Thursday, 28 June 2018

An express lane for the intelligent

AT THE tender age of seven, did you feel more intelligent that the boy sitting next to you in school? Whether you did or not, there was an attempt in the 1960s to push the more intelligent ones – or the pupils perceived to be more intelligent – more quickly through their primary education. A development arising from the Rahman Talib Report was the concept of express classes “for more intelligent children to complete their primary education in five years instead of six.” (The Straits Times, 14 January 1962) A Unesco paper in 1973, titled “The educational statistics system of Malaysia 1972”, gave more information:
At the beginning of the second year in a large primary school, the more intelligent pupils are placed in the express class based on their performance in the previous year, the recommendation of their class teachers and the approval of the parents concerned. They will remain in such class until they complete the remaining part of the primary education in the next four years thereby completing the primary education in five years instead of six. Prior approval of the Chief Education Officer must be sought whenever a Head of School wishes to start an express class. Express classes exist in a number of large primary schools and statistics on them are regularly collected. In 1971, the number of Express classes in West Malaysia was 98 classes with 3,835 pupils.
The pioneering Standard Two Express class
at Westlands School in 1962.
Thus in 1962, an express class was introduced into Standard Two in Westlands School. Ironically, many of my friends who were streamed into the first Standard Two Express simply had no idea why we had been so chosen. Guinea pigs, we turned out to be. Or whether our parents had been informed at the very least. Were we really that more intelligent that the rest of our classmates who did not go into the express class? On what basis were we chosen? Even the old teachers that we spoke to could not recall the criteria of selection. If I could remember correctly, one told me recently, each class in Standard One in 1961 were requested to pick their five best pupils to go to the express class the following year.

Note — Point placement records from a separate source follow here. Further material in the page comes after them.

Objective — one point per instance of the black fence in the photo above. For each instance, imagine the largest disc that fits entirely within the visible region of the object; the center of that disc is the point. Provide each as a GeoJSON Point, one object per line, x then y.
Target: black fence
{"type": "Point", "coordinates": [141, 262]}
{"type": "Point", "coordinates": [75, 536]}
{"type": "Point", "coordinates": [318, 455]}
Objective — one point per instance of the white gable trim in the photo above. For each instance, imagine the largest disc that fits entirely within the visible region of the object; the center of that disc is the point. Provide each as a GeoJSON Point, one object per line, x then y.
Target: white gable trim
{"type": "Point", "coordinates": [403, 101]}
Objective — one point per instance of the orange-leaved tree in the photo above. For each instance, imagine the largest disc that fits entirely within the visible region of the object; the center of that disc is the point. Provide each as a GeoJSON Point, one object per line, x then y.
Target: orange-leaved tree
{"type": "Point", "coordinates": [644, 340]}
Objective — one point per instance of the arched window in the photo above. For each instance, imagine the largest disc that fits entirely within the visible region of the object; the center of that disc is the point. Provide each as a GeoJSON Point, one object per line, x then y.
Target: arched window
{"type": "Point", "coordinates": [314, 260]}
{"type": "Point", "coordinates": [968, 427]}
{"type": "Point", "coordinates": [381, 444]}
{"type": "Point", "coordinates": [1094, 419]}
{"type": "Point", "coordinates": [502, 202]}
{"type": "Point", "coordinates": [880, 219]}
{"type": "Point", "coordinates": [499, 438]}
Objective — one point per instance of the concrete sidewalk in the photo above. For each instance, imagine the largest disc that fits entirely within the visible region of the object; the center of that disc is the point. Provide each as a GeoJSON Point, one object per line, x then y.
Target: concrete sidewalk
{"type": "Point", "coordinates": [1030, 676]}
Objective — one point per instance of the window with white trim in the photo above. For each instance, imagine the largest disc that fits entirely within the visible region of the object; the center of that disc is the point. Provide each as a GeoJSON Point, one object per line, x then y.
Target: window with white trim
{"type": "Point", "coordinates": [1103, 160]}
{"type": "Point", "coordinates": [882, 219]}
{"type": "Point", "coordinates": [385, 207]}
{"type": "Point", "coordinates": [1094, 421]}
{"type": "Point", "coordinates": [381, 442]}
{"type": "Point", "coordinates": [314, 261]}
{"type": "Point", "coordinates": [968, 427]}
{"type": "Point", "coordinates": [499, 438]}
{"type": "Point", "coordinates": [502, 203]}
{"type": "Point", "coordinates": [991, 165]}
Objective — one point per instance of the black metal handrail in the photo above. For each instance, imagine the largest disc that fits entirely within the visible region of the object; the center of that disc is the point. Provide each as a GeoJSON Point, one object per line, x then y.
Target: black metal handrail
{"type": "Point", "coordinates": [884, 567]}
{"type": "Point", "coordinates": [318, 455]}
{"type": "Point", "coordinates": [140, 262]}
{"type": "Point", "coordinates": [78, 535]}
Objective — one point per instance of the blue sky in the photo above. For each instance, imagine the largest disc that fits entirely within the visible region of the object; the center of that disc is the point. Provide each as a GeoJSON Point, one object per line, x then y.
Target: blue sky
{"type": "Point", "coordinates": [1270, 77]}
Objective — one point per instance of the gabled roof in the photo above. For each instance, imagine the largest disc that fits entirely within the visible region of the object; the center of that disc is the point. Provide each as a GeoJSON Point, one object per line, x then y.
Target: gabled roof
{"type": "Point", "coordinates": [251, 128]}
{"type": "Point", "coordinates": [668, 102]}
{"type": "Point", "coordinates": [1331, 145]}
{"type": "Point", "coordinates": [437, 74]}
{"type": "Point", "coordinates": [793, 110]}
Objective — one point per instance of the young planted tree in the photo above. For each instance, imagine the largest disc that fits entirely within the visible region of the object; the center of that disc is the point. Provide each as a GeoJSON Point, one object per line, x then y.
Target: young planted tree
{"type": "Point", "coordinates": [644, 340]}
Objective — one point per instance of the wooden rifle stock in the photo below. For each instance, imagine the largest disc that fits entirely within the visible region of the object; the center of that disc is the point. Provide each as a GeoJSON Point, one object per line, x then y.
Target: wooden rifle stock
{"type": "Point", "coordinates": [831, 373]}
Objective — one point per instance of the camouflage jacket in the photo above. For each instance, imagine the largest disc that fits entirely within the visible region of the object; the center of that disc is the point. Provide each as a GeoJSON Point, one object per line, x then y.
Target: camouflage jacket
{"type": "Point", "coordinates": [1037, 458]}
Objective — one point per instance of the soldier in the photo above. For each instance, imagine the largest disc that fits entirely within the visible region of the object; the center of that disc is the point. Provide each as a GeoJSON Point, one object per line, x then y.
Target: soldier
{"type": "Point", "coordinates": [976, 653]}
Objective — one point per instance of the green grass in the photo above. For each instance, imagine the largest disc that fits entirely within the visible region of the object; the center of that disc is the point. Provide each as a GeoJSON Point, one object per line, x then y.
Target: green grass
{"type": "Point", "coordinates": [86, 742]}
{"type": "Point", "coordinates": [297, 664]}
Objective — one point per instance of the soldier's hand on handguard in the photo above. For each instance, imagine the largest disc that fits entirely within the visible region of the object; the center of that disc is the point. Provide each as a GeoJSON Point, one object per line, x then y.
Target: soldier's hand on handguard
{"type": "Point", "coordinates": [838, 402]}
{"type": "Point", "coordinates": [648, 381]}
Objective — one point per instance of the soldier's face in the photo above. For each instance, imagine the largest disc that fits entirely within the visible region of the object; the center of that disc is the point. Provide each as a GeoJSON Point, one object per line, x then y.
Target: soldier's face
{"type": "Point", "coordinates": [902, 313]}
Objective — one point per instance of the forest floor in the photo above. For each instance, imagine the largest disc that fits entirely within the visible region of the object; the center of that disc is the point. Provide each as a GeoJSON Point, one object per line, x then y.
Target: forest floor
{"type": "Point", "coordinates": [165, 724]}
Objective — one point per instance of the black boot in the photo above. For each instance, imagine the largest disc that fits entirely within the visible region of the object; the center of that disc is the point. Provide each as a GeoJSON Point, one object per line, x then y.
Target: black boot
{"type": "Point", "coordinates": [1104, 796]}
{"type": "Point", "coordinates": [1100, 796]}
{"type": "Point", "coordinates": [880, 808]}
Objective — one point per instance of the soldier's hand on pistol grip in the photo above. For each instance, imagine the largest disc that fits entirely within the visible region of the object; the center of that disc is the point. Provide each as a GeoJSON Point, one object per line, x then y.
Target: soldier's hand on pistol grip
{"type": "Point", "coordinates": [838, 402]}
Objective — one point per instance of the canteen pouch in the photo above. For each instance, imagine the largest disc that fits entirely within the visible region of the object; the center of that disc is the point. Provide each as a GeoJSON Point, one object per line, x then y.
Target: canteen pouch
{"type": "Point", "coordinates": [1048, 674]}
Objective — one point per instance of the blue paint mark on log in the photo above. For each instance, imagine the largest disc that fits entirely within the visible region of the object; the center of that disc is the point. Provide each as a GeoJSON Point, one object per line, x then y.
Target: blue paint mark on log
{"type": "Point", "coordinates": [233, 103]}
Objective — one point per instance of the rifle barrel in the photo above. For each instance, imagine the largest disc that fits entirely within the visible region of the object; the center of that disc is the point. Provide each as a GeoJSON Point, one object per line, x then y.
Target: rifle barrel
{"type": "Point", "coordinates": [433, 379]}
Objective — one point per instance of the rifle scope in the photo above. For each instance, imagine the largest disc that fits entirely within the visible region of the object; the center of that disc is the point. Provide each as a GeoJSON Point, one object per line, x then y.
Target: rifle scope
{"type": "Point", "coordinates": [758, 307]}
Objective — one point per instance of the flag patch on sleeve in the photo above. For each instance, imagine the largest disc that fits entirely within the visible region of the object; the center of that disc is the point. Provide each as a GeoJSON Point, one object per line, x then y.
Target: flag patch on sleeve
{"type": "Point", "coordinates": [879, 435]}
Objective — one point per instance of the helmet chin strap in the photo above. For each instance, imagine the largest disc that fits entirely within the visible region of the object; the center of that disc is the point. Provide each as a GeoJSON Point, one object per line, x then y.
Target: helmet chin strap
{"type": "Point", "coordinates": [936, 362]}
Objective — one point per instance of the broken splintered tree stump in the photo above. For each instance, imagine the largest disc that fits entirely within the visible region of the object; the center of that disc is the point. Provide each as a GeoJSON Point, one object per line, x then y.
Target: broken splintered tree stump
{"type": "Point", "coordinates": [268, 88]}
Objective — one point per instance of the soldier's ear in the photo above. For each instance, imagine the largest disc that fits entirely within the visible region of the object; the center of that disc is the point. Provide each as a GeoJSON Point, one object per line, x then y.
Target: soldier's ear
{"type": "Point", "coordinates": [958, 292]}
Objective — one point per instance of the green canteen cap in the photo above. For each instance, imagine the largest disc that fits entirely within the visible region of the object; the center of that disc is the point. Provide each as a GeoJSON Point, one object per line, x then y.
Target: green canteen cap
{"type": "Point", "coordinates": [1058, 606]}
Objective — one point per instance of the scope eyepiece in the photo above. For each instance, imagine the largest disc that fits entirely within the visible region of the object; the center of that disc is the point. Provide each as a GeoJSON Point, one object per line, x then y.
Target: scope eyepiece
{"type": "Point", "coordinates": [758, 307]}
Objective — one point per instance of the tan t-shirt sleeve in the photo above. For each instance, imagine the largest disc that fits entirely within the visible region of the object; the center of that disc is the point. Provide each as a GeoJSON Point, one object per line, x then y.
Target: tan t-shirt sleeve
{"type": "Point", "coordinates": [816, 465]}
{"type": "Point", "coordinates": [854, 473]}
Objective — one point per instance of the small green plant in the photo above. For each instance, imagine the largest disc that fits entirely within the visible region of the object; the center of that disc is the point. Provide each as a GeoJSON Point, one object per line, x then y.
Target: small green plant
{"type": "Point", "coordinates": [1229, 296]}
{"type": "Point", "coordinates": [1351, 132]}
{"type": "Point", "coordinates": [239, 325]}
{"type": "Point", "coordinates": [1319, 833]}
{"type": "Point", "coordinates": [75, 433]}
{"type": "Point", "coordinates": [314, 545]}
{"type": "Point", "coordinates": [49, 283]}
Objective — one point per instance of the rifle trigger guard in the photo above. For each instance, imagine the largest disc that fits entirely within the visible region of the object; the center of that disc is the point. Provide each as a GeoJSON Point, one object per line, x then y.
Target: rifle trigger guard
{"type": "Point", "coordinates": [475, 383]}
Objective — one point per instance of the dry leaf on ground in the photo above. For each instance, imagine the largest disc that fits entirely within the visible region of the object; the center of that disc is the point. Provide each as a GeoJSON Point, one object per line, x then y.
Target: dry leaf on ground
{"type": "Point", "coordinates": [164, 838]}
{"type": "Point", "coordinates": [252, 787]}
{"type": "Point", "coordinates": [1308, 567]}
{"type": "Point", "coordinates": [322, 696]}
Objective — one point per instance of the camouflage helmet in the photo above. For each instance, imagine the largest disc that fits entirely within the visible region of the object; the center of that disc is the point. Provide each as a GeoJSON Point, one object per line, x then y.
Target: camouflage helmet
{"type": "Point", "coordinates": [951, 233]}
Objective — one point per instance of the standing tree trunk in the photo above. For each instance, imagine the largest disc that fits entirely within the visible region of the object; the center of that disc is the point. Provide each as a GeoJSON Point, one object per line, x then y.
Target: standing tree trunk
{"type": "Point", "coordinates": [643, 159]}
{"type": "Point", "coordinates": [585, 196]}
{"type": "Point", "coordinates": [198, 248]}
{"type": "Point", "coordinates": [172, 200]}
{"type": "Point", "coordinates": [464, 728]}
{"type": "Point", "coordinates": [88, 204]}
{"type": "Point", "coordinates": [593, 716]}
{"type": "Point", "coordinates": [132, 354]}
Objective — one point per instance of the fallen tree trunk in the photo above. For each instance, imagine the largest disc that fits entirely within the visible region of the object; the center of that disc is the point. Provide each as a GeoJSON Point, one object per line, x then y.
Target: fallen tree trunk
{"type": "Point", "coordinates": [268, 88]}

(As a footnote, perhaps I WAS a wee bit more intelligent at my young age after all. I do remember that in 1964, the school introduced an Intelligence Test for the first time in its history. Everyone took the test and to my surprise, I scored the highest marks among my peers, not only in the class but in the whole of Standard Five. But no prize was forthcoming for me, unfortunately. The school offered no prize for this test. Darn. The very first and only time I ever came out tops among the boys in any test and I got no prize, no recognition. Ha ha... 😜)

I have no idea how long the original Standard Two express classes lasted in the Malaysian education system. Contrary to the Unesco report I mentioned earlier, it was suggested in an academic paper, “The identification of gifted and talented students” by Siti Fatimah Mohd Yassin, Noriah Mohd Ishak, Melor Mohd Yunus and Rosadah Abd Majid, published in 2012, that the programme ended in 1970. I have also seen a short report in The Straits Times of 26 July 1968 that the Minister of Education, Mohammed Khir Johari, had wanted the express classes to be discontinued from 1969. The system was not good enough, he had felt. There were varying standards in different schools and he claimed that the pupils were admitted to express classes at the discretion of teachers and headmaster only.

Neither was this the only experimentation by the Ministry of Education. According to Abu Yazid bin Abu Bakar from the Faculty of Education, Universiti Kebangsaan Malaysia, the Ministry of Education had intermittently introduced such express class programmes for pupils with high academic potential over a period of three decades (1960s through 1990s). In his paper, “Developing gifted and talented education program: The Malaysian experience” published in Jan 2017, he wrote that the express classes in 1962 gave such pupils the opportunity to accelerate their elementary education. “Likewise,” he added, “the Level One Assessment System in 1996 was a similar acceleration effort to shorten the elementary education of academically talented pupils. However, all these transformational efforts to develop programmes specifically tailored for gifted and talented pupils were short-lived due to factors such as lack of instructions, training, leadership and resources.”